Background: A high prevalence of chronic kidney disease among children with focal segmental glomerulosclerosis (FSGS) leads to a permanent quest for good predictors of kidney dysfunction. Thus, we carried out a retrospective cohort study in order to examine known clinical and morphological predictors of adverse outcome, as well as to investigate glomerular nestin expression as a potential new early predictor of kidney dysfunction in children with FSGS. Relationships between nestin expression and clinical and morphological findings were also investigated.
Methods: Among 649 renal biopsy samples, obtained from two children's hospitals, FSGS was diagnosed in 60 children. Thirty-eight patients, who met the criteria for this study, were followed up for 9.0 ± 5.2 years. Using Kaplan-Meier and Cox's regression analysis, potential clinical and morphological predictors were applied in two models of prediction: after disease onset and after the biopsy.
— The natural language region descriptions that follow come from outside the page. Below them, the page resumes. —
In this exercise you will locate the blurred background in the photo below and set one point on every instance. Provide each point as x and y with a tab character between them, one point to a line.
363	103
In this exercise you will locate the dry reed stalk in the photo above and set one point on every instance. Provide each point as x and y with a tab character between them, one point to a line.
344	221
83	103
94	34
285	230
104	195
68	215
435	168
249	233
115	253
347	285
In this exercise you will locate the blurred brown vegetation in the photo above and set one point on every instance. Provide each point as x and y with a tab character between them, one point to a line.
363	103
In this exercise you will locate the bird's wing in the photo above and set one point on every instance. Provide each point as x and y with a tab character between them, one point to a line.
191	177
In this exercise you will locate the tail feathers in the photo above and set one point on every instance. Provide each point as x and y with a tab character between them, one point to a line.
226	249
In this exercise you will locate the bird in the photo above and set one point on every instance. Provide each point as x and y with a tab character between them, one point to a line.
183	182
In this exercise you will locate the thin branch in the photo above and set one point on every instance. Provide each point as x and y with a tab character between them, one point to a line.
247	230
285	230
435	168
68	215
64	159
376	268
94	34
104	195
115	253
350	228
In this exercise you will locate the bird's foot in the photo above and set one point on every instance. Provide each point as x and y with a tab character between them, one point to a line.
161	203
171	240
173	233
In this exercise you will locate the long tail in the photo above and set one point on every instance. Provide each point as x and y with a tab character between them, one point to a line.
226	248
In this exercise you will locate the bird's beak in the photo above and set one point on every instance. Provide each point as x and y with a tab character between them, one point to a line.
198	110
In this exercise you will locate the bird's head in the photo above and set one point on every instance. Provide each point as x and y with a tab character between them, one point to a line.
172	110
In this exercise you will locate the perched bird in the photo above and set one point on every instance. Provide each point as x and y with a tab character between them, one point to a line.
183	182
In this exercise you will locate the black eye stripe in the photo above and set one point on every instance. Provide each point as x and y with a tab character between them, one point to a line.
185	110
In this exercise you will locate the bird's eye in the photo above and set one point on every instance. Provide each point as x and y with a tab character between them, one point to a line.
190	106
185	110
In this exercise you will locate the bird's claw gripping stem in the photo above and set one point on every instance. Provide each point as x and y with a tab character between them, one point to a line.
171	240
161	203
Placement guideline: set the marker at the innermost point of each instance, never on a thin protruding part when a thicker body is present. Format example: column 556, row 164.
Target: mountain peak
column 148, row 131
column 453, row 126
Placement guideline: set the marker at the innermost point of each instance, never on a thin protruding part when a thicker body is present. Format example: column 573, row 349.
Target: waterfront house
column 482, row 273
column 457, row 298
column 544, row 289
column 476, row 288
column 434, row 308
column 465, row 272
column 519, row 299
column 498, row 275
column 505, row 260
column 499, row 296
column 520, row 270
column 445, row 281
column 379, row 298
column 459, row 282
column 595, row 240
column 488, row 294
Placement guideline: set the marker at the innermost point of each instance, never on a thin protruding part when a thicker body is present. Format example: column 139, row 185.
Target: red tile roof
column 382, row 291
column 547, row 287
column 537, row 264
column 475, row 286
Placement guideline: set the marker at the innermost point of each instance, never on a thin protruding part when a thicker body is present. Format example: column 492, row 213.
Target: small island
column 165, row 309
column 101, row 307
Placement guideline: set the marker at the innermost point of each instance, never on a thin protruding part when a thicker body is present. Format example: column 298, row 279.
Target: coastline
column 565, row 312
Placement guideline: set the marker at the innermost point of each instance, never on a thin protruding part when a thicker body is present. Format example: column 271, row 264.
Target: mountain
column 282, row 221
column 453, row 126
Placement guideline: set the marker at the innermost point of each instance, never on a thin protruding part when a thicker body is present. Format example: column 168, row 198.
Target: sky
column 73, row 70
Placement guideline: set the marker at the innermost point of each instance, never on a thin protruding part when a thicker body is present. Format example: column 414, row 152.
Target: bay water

Results: The present study revealed the following significant predictors of kidney dysfunction: patients' ages at disease onset, as well as age at biopsy, resistance to corticosteroid treatment, serum creatinine level, urine protein/creatinine ratio, vascular involvement, tubular atrophy, interstitial fibrosis, and decreased glomerular nestin expression.
Conclusions: The most important finding of our study is that nestin can be used as a potential new early morphological predictor of kidney dysfunction in childhood onset of FSGS, since nestin has been obviously decreased in both sclerotic and normal glomeruli seen by light microscopy.